Exchange-traded funds are off to their best start ever, thanks to a surge in demand for equities.
Investors poured a record $70 billion of net inflows into ETFs during the first quarter, topping last year's $65 billion, according to a report released last week by BlackRock Inc.
More than 90% of the inflows, $65 billion, went into equities.
Last year, just 65% of ETF inflows went into equities, according to Morningstar Inc.
Equity ETFs were helped by a strong market that saw new all-time highs for both the Dow Jones Industrial Average and the S&P 500.
In the mutual fund space, bonds had a slight edge year-to-date through March 20. Bond funds had taken in about $67 billion, while equity funds had $62 billion of inflows.
EQUITY FLOWS NO SURPRISE
Because the majority of ETF assets are in equities already, it isn't surprising to see such heavy equity flows, said Morningstar analyst Mike Rawson. Fixed-income ETFs had $11.5 billion in inflows, down from $19.6 billion during the first quarter of 2012.
“Bond ETFs are gaining ground on mutual funds, but most people don't typically think to index that side of their portfolio,” Mr. Rawson said.
One reason is that actively managed bond funds have done well against their benchmarks, unlike most equity funds.

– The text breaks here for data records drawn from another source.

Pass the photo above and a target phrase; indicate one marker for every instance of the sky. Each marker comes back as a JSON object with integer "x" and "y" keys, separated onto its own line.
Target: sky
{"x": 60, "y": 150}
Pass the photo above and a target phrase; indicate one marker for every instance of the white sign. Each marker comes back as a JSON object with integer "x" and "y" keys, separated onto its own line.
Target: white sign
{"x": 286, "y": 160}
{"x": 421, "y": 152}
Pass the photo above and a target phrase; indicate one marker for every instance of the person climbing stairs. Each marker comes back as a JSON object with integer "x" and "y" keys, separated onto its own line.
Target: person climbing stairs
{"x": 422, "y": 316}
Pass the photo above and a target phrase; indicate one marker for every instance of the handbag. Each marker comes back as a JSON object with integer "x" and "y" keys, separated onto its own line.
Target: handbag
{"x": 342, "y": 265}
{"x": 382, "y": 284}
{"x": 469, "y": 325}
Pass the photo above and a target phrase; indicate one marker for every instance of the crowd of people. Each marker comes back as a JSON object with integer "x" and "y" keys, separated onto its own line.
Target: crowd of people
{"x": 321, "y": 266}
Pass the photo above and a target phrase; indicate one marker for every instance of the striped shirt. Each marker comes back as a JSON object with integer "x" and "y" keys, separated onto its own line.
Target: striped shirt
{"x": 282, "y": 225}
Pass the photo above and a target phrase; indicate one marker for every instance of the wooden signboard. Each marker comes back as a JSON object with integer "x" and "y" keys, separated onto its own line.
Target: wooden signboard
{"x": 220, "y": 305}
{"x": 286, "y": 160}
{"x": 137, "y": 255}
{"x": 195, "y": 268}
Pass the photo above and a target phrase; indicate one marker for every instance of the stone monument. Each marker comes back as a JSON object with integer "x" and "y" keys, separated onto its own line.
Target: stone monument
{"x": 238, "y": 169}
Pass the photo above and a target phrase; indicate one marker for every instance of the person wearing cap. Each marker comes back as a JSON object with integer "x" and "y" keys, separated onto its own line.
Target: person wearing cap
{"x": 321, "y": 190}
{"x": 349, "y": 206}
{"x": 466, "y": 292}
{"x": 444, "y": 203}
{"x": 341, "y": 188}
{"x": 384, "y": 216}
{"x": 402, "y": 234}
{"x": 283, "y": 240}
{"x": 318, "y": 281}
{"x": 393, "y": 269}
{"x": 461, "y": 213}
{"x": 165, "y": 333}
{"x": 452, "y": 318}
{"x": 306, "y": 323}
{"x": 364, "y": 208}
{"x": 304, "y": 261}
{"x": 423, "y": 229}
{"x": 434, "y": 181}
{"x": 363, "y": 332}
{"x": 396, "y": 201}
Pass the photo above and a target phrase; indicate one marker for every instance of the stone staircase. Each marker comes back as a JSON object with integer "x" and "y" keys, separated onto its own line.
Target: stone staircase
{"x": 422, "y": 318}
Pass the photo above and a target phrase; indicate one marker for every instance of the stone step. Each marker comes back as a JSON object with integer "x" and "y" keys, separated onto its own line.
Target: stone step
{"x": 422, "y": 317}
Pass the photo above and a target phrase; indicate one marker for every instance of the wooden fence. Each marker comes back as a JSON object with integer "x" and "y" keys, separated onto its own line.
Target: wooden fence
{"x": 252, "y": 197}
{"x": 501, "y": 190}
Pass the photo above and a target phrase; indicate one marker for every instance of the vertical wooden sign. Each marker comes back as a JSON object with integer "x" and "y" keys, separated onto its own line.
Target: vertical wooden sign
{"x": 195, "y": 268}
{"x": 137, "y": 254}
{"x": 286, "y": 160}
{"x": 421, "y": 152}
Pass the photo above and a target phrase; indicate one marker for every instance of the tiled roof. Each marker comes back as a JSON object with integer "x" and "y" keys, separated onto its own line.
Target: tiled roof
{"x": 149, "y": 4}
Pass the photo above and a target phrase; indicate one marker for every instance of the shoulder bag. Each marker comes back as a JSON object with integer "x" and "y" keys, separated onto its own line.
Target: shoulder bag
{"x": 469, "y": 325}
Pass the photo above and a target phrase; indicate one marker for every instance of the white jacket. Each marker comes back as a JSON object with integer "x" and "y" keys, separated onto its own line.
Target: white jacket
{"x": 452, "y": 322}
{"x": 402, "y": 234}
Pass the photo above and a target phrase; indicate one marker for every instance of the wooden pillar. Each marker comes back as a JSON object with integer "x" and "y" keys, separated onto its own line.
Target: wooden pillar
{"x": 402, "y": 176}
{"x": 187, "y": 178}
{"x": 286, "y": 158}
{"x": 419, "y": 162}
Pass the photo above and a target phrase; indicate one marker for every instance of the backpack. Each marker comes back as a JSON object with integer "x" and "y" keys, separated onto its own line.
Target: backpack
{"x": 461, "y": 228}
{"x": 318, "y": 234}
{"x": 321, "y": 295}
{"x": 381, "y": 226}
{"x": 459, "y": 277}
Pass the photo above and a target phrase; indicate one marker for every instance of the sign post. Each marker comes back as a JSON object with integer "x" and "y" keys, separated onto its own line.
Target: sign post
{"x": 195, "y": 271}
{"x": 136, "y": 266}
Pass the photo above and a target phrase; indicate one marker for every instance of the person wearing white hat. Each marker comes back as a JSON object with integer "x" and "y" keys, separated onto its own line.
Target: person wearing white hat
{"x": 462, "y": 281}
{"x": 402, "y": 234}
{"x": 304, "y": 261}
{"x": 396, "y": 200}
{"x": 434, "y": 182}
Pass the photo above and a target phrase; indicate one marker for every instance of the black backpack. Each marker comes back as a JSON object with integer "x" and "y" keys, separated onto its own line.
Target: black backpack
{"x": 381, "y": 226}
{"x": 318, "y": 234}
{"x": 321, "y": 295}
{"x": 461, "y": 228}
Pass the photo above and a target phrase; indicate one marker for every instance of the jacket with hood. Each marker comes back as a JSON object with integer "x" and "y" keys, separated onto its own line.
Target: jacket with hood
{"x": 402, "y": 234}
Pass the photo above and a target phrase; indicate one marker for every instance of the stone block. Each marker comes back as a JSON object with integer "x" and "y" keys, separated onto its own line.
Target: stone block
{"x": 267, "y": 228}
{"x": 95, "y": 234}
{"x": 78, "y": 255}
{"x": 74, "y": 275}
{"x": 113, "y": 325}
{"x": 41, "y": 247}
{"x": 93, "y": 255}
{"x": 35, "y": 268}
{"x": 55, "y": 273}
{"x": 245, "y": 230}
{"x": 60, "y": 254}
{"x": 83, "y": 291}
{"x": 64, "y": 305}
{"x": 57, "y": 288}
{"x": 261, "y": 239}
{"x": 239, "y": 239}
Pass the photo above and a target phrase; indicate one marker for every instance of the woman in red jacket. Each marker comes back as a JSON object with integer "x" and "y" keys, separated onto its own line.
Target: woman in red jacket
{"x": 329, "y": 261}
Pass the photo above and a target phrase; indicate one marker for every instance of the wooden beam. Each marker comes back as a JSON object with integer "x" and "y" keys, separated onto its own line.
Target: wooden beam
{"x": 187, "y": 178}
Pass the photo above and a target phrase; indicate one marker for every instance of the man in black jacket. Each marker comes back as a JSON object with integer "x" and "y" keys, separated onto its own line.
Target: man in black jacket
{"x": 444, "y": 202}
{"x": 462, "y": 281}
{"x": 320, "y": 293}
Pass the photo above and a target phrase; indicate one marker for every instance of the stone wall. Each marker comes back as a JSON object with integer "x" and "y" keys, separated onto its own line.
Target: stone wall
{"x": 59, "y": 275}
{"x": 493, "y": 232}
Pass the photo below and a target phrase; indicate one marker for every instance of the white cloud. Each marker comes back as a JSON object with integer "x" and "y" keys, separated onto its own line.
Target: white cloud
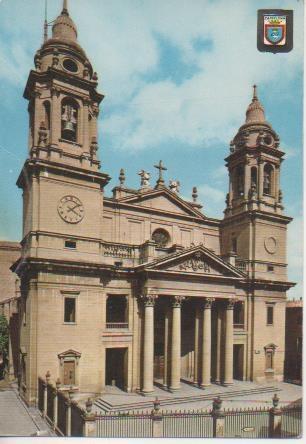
{"x": 295, "y": 255}
{"x": 212, "y": 199}
{"x": 119, "y": 37}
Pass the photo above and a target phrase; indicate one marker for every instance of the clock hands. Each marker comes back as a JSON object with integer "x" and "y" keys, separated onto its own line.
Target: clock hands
{"x": 73, "y": 209}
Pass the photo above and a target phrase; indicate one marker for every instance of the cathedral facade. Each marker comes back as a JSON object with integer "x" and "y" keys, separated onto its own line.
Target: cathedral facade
{"x": 142, "y": 287}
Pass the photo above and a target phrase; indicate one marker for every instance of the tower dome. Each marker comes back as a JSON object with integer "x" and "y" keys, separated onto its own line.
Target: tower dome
{"x": 64, "y": 27}
{"x": 255, "y": 112}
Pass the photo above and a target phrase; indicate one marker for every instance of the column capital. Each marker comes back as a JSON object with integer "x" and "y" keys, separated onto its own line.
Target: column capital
{"x": 149, "y": 297}
{"x": 230, "y": 303}
{"x": 177, "y": 301}
{"x": 206, "y": 303}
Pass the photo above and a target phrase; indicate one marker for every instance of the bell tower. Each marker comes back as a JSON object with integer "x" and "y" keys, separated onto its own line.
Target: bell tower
{"x": 61, "y": 182}
{"x": 254, "y": 228}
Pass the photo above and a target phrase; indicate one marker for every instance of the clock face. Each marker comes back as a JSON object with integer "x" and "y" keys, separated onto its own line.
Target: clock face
{"x": 270, "y": 244}
{"x": 71, "y": 209}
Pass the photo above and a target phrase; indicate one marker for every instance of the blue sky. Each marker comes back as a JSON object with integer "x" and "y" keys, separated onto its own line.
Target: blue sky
{"x": 177, "y": 78}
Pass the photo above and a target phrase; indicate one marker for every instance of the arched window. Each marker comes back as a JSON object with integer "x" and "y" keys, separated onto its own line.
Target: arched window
{"x": 268, "y": 179}
{"x": 239, "y": 181}
{"x": 254, "y": 177}
{"x": 69, "y": 120}
{"x": 161, "y": 237}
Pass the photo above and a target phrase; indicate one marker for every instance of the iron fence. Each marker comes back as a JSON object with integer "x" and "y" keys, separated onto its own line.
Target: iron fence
{"x": 187, "y": 425}
{"x": 247, "y": 423}
{"x": 291, "y": 421}
{"x": 76, "y": 420}
{"x": 69, "y": 419}
{"x": 137, "y": 425}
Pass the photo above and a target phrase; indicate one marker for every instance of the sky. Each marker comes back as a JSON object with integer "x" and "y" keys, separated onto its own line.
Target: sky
{"x": 177, "y": 78}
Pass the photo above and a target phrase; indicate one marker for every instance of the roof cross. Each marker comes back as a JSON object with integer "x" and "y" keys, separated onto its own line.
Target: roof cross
{"x": 161, "y": 168}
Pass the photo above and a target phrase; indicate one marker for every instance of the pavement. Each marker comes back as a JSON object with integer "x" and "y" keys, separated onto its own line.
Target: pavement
{"x": 242, "y": 394}
{"x": 16, "y": 419}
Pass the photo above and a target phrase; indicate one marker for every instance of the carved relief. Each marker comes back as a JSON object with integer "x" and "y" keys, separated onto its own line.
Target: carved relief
{"x": 177, "y": 301}
{"x": 149, "y": 297}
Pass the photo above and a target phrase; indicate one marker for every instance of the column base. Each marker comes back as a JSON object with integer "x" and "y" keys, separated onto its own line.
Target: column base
{"x": 204, "y": 386}
{"x": 226, "y": 384}
{"x": 147, "y": 393}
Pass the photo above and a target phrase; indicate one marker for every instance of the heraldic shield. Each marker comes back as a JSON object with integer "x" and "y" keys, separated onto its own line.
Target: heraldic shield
{"x": 274, "y": 34}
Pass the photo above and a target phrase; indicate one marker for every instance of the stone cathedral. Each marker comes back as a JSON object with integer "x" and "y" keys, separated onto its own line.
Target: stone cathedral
{"x": 142, "y": 287}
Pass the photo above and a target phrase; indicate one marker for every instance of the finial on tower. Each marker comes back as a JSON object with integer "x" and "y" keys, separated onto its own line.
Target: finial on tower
{"x": 46, "y": 22}
{"x": 65, "y": 7}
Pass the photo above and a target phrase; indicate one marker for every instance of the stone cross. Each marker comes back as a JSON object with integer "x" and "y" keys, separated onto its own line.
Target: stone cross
{"x": 145, "y": 178}
{"x": 161, "y": 168}
{"x": 174, "y": 186}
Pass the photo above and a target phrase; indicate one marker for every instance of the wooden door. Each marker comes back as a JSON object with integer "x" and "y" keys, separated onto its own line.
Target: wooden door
{"x": 69, "y": 373}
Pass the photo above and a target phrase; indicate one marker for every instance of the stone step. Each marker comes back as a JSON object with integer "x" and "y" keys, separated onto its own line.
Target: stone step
{"x": 106, "y": 406}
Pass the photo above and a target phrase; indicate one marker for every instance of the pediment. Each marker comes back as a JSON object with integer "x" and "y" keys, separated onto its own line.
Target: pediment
{"x": 195, "y": 260}
{"x": 164, "y": 200}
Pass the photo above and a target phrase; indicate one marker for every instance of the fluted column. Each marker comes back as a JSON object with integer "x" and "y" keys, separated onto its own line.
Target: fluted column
{"x": 148, "y": 349}
{"x": 260, "y": 178}
{"x": 166, "y": 343}
{"x": 218, "y": 345}
{"x": 196, "y": 347}
{"x": 176, "y": 344}
{"x": 229, "y": 341}
{"x": 206, "y": 342}
{"x": 56, "y": 116}
{"x": 247, "y": 179}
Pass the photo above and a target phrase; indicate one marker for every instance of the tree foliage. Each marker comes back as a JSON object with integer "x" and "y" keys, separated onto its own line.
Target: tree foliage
{"x": 4, "y": 335}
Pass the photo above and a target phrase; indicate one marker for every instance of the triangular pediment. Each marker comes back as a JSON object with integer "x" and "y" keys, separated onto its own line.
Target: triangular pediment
{"x": 195, "y": 260}
{"x": 164, "y": 200}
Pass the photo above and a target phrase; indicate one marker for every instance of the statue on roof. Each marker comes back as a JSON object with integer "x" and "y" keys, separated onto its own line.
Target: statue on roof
{"x": 145, "y": 178}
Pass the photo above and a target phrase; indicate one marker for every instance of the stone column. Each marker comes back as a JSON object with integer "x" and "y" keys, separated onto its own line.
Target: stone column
{"x": 206, "y": 343}
{"x": 148, "y": 349}
{"x": 275, "y": 419}
{"x": 85, "y": 122}
{"x": 218, "y": 343}
{"x": 247, "y": 178}
{"x": 276, "y": 182}
{"x": 176, "y": 344}
{"x": 229, "y": 340}
{"x": 196, "y": 347}
{"x": 260, "y": 178}
{"x": 166, "y": 345}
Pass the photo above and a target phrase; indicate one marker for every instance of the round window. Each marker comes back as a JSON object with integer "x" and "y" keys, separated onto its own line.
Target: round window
{"x": 161, "y": 237}
{"x": 70, "y": 65}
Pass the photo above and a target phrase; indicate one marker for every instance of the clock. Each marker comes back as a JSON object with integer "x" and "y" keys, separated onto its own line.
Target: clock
{"x": 270, "y": 244}
{"x": 70, "y": 209}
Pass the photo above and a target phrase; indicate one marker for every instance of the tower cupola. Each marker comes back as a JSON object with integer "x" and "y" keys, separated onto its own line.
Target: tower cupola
{"x": 255, "y": 112}
{"x": 254, "y": 164}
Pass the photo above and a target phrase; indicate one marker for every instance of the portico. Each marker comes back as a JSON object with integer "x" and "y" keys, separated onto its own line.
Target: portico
{"x": 197, "y": 365}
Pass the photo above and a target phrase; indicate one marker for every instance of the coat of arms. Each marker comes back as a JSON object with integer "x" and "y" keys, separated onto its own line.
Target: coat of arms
{"x": 275, "y": 30}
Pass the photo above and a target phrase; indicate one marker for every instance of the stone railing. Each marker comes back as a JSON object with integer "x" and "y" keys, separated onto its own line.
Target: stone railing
{"x": 239, "y": 326}
{"x": 117, "y": 325}
{"x": 122, "y": 251}
{"x": 242, "y": 265}
{"x": 68, "y": 419}
{"x": 61, "y": 411}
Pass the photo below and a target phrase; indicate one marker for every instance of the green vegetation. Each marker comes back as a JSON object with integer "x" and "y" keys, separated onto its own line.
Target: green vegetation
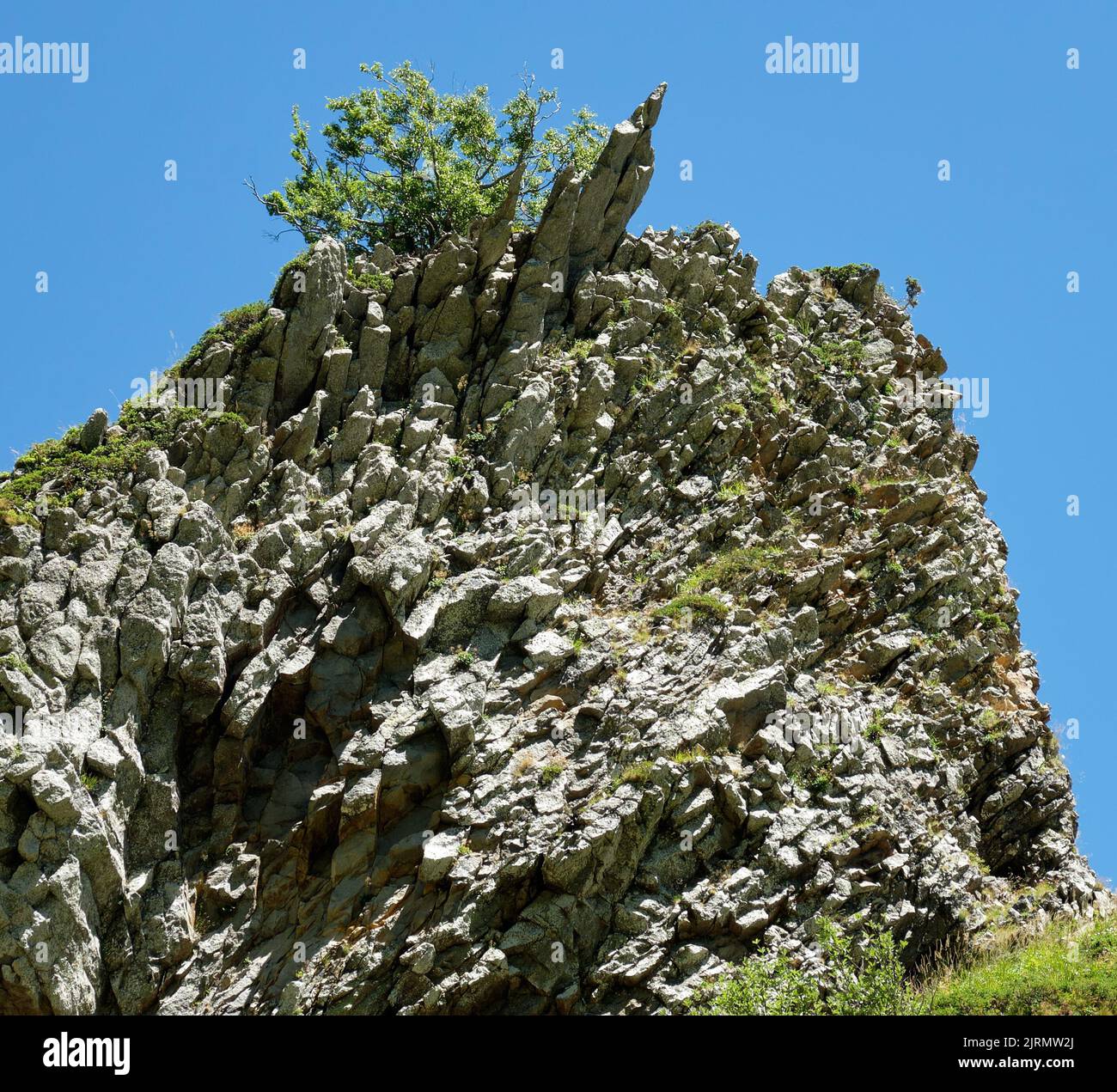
{"x": 1061, "y": 973}
{"x": 375, "y": 282}
{"x": 581, "y": 350}
{"x": 729, "y": 569}
{"x": 71, "y": 473}
{"x": 990, "y": 619}
{"x": 637, "y": 774}
{"x": 15, "y": 663}
{"x": 871, "y": 985}
{"x": 844, "y": 354}
{"x": 405, "y": 164}
{"x": 838, "y": 275}
{"x": 244, "y": 326}
{"x": 700, "y": 606}
{"x": 876, "y": 727}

Almost 80% of investment-grade intermediate-term bond funds beat the Barclays Aggregate Index in 2012, according to Standard & Poor's.
Over the previous five-year period, 60% outperformed.
The most popular ETF was the $5.6 billion WisdomTree Japan Hedged Equity ETF (DXJ), which had just shy of $4 billion in net inflows.
Dividend income and minimum volatility were the most popular ETF strategies, with inflows of $7.5 billion and $4.1 billion, respectively.